Он наклонился, чтобы поцеловать меня, и промахнулся. Мы неловко ударились лбами и отпрянули друг от друга, тихо смеясь. Он попробовал снова, на этот раз положив ладонь на мою шею, направляя свой рот к моему. Его губы были горячие, со вкусом табака, кубиков льда и чего-то мальчишеского. Мы оба оставили глаза открытыми.

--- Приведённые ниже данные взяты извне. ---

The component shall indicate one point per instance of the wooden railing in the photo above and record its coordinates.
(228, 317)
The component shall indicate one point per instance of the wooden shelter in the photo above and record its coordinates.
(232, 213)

– Все в порядке? – прошептал он мне в рот. Над его верхней губой была полоска волос, сейчас мокрая от слюны. Он все еще ни разу не брился. Мое сердце отбивало бешеный ритм в груди. Я надеялась, что он навсегда запомнит этот момент и девушку, которая поцеловала его раньше всех остальных.
– М-м-м, – я кивнула, ловя его губы своими.
– Хорошо, – снова прошептал он. – Черт, ты красивая.
– Ты говорил, что я страшная. Несколько лет назад. – Мы целовались, разговаривали и держались друг за друга.
– Ложь. – Он покачал головой, его губы до сих пор изучали мои. – Ты красивая и будешь такой всегда.
Все внутри меня трепетало. Он поцеловал меня снова, переплетая наши пальцы. Все еще было неловко, но я отогнала это чувство подальше. Меня накрывала эйфория от поцелуев, из-за чего казалось, что я сейчас упаду. Мне нравилось это не из-за ощущений, а потому что я делала это именно с ним. Знание, чем он рисковал ради меня, воспламеняло мою душу. Внутри я чувствовала боль, которая разворачивалась подобно маленькому клочку бумаги, разрастаясь с каждой секундой.
– Убери свои грязные руки от моей дочери!
Все произошло быстро. Секунду назад тело Ники прижималось ко мне, а в следующий момент он лежал на полу, свернувшись посреди толстых книг в твердом переплете, фигура отца, схватившего парня за воротник рубашки, возвышалась над ним.
Раздался сильный удар. Мое зрение затуманилось, я почти ничего не видела.
– Я должен был знать… Ты маленький га… – начал было говорить папа, но я не дала закончить ему.
– Папа! Пожалуйста! – Я бросилась на него, пытаясь за руку оттащить от Ники.
– Уничтожу тебя. – Папа поднял его с пола, ударяя Николая спиной об книжные полки. Книги повалились на них двоих, но никто не обратил на это внимания. Папино лицо было красным, почти бордовым, в то время как Ники выглядел открыто неповинующимся и спокойным. Он не пытался ни отрицать, ни объяснить, что случилось, не трусил. Он собирался довести это дело до конца, как и все в его жизни.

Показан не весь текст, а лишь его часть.